An economist’s version of this comes from their discipline’s model of decision-making. According to their framework, all too often, we are weighed down by what we’ve done in the past.
For example, we’ve invested a lot of blood, sweat, and treasure in a project, say a physical studio, and there is little or no prospects of the project reaching planned and desired levels. That is the studio is unlikely to become profitable. Yet when we get some additional cash, we keep investing it into this profit-losing venture. In other words, instead of your assets working for you, you’re working for your assets.
What an economist would say is that we’re throwing good money after bad money, if there is no way to dig out the hole.
What they mean is the blood, sweat, and treasure we’ve expended are “sunk costs.” There’s nothing we can do today about yesterday’s costs.
Instead, we should focus on the “costs’ we can control, not on the ones we can’t. We should make decisions based on the next new dollar we’ll get, not on the old one we’ve already spent.
Instead of making our decisions based on “sunk funds,” we should base them on “variable funds.” That is, when we get an extra dollar, we should spend it in a way that the financial benefit exceeds the costs.
Another take on “attachment” comes from the “prospect theorists” who have influenced economic thinking. They tell us that psychologically we value something we have to give up twice as high as something we will gain.
We value the past more than the future. And if we are an “economic rational decision-maker,” that should not be.

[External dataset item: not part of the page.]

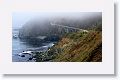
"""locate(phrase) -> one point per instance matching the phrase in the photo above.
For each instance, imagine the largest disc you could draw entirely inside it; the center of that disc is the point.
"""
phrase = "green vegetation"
(75, 47)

Yesterday’s and today’s dollars should have the same value.
In other words, how we view losses and gains should not be “frame-dependent.” But alas, we’re human, and our overvaluing past expenditures relative to current and future ones is the source of our anguish.
One of the trending terms at the beginning of the COVID-19 pandemic was “pivot.”
The folks who I know who “pivoted” best recognized the past was not working and would not work for them, and their sunk costs were valueless.
They still had a dream; they just had to manifest it differently. So these folks let go of the old and embraced the new. They made their decisions based on what they could gain, not what they would lose.
So, I’m inspired by all the testimonials of folks who let go of the old and embraced the new.
Now, their “letting go” was not easy. Folks felt their worlds fall apart. Everything they had dreamed of had been snatched from them.
Yes, they (we) were treating something like it was “permanent” when in fact, it never was. And this is the basic teaching of “impermanence.” “Suffering happens” when we are “attached.”
There are colloquialisms that also convey some of the economist’s dictum: Don’t cry over spilled milk… That’s water over the dam… The horse is out of the barn.
That is make decisions based on future value, not sunk value. The past can inform our decisions, but it should not control them.